2. Inject compiles into the `make_any` primitive that attaches a tag (select instructions will compile it further)

For part #1: use two primitives: `tag_of_any` and `value_of`
- `tag_of` returns the tag of a vaue of type `Any`
- `value_of` returns the value of a value of type `Any`

For `x = project(y, int)`:
We produce 

```py
if tag_of(y) == 1:
  x = value_of(y)
else:
  exit()
```

Can calculate the tag value at compile time (use the tag from section 10.2 in the book; convert to decimal values). We will deal with the three remaining new primitives in select instructions.


## Question 12

Write assembly language instructions for the following `Cany` statements. Reference Section 10.9 in the textbook.

1. `x = make_any(5, 1)`
2. `tmp_4 = tag_of(x)`
3. `tmp_1 = value_of(x)`

We will compile these into assembly instructions in the select instructions pass (one new case in si_stmt per primitive).

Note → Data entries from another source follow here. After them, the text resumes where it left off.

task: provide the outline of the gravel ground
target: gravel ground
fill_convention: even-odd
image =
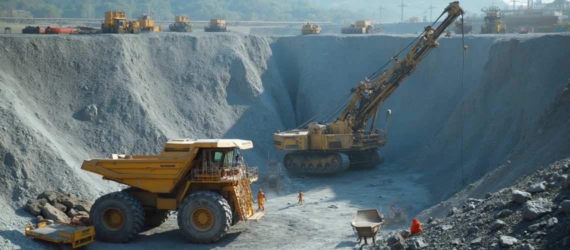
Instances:
[[[170,138],[240,138],[254,141],[255,147],[246,156],[263,173],[267,154],[273,151],[272,133],[294,128],[327,107],[412,39],[167,32],[2,35],[0,242],[9,249],[42,247],[22,237],[22,228],[31,220],[20,208],[46,189],[90,200],[119,189],[80,170],[85,158],[156,154]],[[283,238],[288,231],[264,235],[264,231],[253,228],[281,225],[281,229],[279,223],[296,221],[289,218],[306,212],[309,222],[316,222],[303,228],[324,232],[307,238],[316,242],[315,247],[353,247],[348,243],[354,236],[350,228],[340,223],[328,230],[329,218],[348,221],[357,207],[376,207],[378,200],[363,200],[360,207],[355,200],[361,199],[354,196],[362,195],[344,190],[380,185],[377,191],[382,192],[392,186],[416,187],[394,188],[402,190],[401,199],[409,197],[404,199],[409,214],[429,208],[420,214],[424,220],[445,216],[468,198],[482,199],[487,192],[567,157],[570,95],[564,89],[570,73],[561,69],[570,65],[570,48],[564,46],[569,40],[567,34],[467,36],[470,49],[462,91],[461,38],[442,39],[439,47],[383,104],[381,112],[390,109],[393,114],[388,163],[372,175],[379,179],[360,173],[350,174],[354,180],[346,183],[344,174],[331,177],[336,182],[291,177],[291,186],[307,185],[319,199],[351,199],[338,202],[341,208],[329,216],[320,207],[329,206],[325,202],[316,202],[314,210],[308,203],[303,207],[307,212],[279,210],[290,197],[276,195],[272,199],[279,206],[271,208],[277,210],[275,214],[258,226],[236,227],[233,235]],[[381,117],[377,124],[384,122]],[[385,171],[391,175],[389,185],[380,181]],[[382,202],[391,203],[398,192],[382,195],[388,197]],[[171,229],[166,235],[178,234],[173,232],[175,224],[167,225]],[[328,231],[335,232],[329,236]],[[296,235],[302,239],[304,231]],[[305,247],[301,241],[288,247]],[[249,245],[224,242],[229,248]]]

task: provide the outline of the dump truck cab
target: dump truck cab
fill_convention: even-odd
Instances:
[[[259,220],[263,214],[254,210],[250,188],[258,170],[241,152],[253,147],[242,140],[173,140],[158,155],[113,154],[84,161],[82,169],[129,186],[95,201],[90,214],[96,237],[126,242],[142,224],[158,226],[177,211],[188,240],[210,243],[240,220]]]

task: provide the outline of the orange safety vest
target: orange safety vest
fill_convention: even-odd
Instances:
[[[412,227],[410,228],[410,233],[414,234],[423,232],[424,230],[422,229],[422,226],[420,225],[420,222],[416,219],[412,220]]]

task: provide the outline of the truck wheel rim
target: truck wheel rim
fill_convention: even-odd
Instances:
[[[116,208],[107,208],[103,211],[101,224],[105,229],[116,232],[120,230],[125,224],[125,216]]]
[[[192,211],[190,222],[197,231],[206,232],[214,225],[214,215],[205,207],[198,207]]]

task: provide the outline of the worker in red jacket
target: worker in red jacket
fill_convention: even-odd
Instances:
[[[422,226],[420,224],[420,222],[416,219],[412,220],[412,227],[410,228],[410,233],[414,234],[423,232]]]

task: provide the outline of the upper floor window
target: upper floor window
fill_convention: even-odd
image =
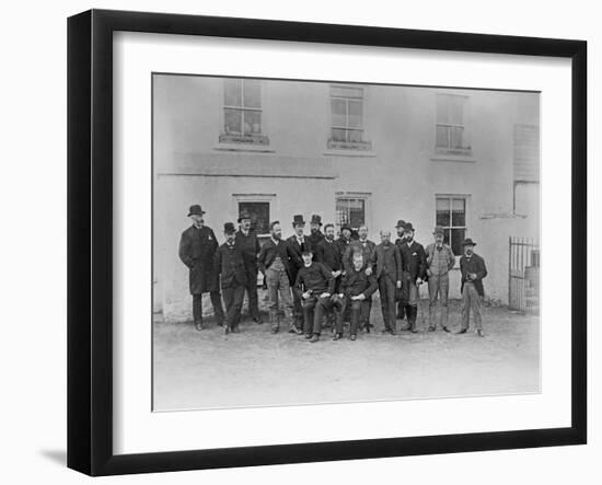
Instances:
[[[223,81],[223,134],[220,142],[268,145],[262,131],[262,84],[257,79]]]
[[[331,138],[328,148],[370,150],[364,140],[363,88],[331,86]]]
[[[436,149],[445,153],[471,152],[468,96],[437,94]]]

1. `make_any` adds the tag: shifts the value 3 bits to the left, then adds the tag to the value.

`x = make_any(5, 1)`

```
salq $3, #x -- shift left by 3 bits
orq $1, #x -- add the tag
```

2. `tag_of` gets JUST the tag piece of a tagged value

`tmp_4 = tag_of(x)`

```
movq #x, %tmp_4 -- copy the tagged value to the destination
addq $7, %tmp_4 -- erase everything except the tag (7 = 0b111)
```

3. `value_of` gets JUST the value piece of a tagged value

`tmp_1 = value_of(x)`

```
movq #x, %tmp_1 -- copy the tagged value to the destination
sarq $3, %tmp_1 -- shift right by 3 bits, erasing the tag
```

For the exit primitive, you can jump to `main_conclusion` (which is the end of the program).

## Question 13

What impact will these changes have on the performance of our compiled code? What would happen if we skipped this new code?

Think about a simple addition: `x = a + b`

In our statically-typed language, this turns into a single addq instruction.

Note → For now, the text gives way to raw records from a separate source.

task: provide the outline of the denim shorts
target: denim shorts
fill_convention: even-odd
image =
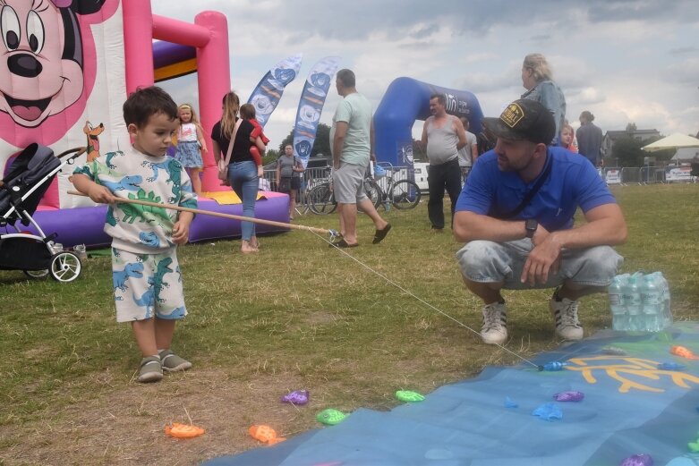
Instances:
[[[520,280],[532,240],[524,238],[508,242],[473,241],[456,252],[461,273],[477,283],[504,283],[507,290],[554,288],[564,281],[586,286],[609,286],[624,258],[609,246],[581,250],[563,250],[558,274],[549,273],[546,284],[533,286]]]

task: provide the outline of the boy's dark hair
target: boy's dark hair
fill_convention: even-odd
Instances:
[[[138,128],[145,126],[149,118],[154,114],[164,114],[171,120],[178,116],[177,104],[167,92],[158,86],[138,88],[135,92],[129,95],[123,109],[126,126],[133,123]]]

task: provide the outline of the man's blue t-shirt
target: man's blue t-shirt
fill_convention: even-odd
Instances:
[[[548,179],[524,210],[507,220],[534,218],[554,232],[573,226],[578,207],[587,212],[617,202],[587,158],[563,148],[550,147],[546,164],[552,164]],[[545,172],[546,165],[541,174]],[[500,171],[498,155],[490,150],[476,160],[456,202],[456,211],[503,218],[519,206],[537,181],[525,183],[516,172]]]

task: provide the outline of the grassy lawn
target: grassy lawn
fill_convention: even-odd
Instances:
[[[699,186],[613,191],[629,226],[622,271],[662,271],[676,320],[697,320]],[[154,385],[133,380],[140,354],[130,327],[115,322],[109,258],[89,259],[72,284],[0,272],[0,464],[195,464],[257,446],[252,424],[290,436],[320,428],[325,408],[388,410],[396,390],[427,394],[518,363],[369,270],[480,329],[481,304],[454,259],[459,245],[430,233],[425,203],[381,213],[394,229],[373,246],[361,216],[361,247],[346,250],[356,261],[305,232],[262,238],[257,255],[231,241],[181,248],[190,316],[174,349],[194,367]],[[295,222],[337,227],[335,216]],[[506,292],[507,347],[517,355],[558,344],[550,295]],[[581,320],[586,335],[609,327],[606,296],[584,299]],[[301,388],[309,405],[279,402]],[[207,434],[165,436],[166,423],[190,419]]]

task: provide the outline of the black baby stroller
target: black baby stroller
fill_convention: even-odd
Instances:
[[[55,156],[50,148],[30,144],[10,165],[7,176],[0,182],[0,270],[22,270],[33,278],[50,275],[59,282],[72,282],[81,266],[72,252],[63,250],[54,239],[47,236],[31,217],[39,200],[55,174],[66,164],[85,152],[85,148],[66,150]],[[15,225],[31,225],[38,234],[21,232]]]

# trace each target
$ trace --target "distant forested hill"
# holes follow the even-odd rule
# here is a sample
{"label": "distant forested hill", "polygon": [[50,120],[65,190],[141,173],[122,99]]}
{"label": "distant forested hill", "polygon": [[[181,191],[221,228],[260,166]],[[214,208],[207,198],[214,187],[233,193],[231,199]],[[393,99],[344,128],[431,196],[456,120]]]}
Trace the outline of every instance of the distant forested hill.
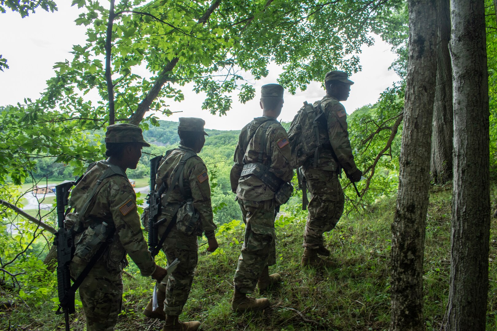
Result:
{"label": "distant forested hill", "polygon": [[[159,121],[160,126],[152,127],[144,132],[145,140],[158,146],[176,145],[179,143],[178,123],[171,121]],[[236,145],[240,130],[211,130],[206,129],[209,134],[205,146],[223,144]]]}

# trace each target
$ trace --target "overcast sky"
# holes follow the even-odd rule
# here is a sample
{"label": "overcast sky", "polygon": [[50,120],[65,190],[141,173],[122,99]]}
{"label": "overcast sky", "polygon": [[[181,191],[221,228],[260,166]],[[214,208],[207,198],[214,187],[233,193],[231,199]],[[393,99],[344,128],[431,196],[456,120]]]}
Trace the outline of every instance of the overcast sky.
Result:
{"label": "overcast sky", "polygon": [[[30,16],[21,18],[18,13],[0,14],[0,54],[8,60],[10,68],[0,71],[0,105],[15,104],[25,97],[36,99],[45,88],[45,81],[53,76],[52,66],[55,62],[71,60],[73,45],[83,44],[86,37],[84,26],[77,26],[74,20],[79,11],[71,7],[71,1],[58,1],[59,11],[47,13],[42,9]],[[342,103],[350,114],[364,105],[374,103],[380,93],[399,80],[397,75],[388,67],[396,58],[389,45],[377,38],[374,46],[364,47],[360,55],[362,71],[349,78],[355,83],[350,96]],[[260,116],[259,106],[260,86],[276,82],[281,72],[276,65],[269,66],[267,77],[255,83],[255,97],[244,105],[234,98],[232,109],[226,116],[212,115],[201,109],[204,97],[189,92],[192,85],[181,87],[185,100],[181,103],[172,100],[167,103],[172,111],[181,111],[165,118],[177,121],[179,117],[201,117],[207,129],[239,130],[251,119]],[[295,95],[285,91],[285,104],[280,119],[289,122],[304,101],[310,102],[324,95],[321,83],[313,82],[307,90],[297,90]]]}

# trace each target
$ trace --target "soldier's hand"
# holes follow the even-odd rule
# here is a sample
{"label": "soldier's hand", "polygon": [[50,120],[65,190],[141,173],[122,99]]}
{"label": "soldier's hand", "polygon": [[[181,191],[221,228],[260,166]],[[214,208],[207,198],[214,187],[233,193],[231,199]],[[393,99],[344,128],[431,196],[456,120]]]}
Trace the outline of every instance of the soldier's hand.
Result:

In the dynamically-typed language, it turns into:
- At least two if statement
- At least three shifts

Each of these extra operations adds overhead. What was 1 instruction now might be more like 10-20 instructions. This has a huge impact on performance, sometimes >10x.

This is one reason dynamically-typed programing languages have a reputation for being slow. (the other is that they are often implemented using interpreters).

This seems super bad! One implications is that you can view typing as a performance optimization.

Options:
1. skip checks. Outcome can be: operate on the byte-level representation of a value, while considering it to represent the wrong type. (e.g. f + 5 where f is a function) This is basically what C does.
2. Use a fancy compiler, like a just-in-time compiler (JIT). A JIT compiles code to native x86 assembly *at runtime*. The reason is that at runtime, you know the values of all inputs to a piece of code. That means that you also know the types.

So you can produce code without run-time checks, even for a dynamically-typed language.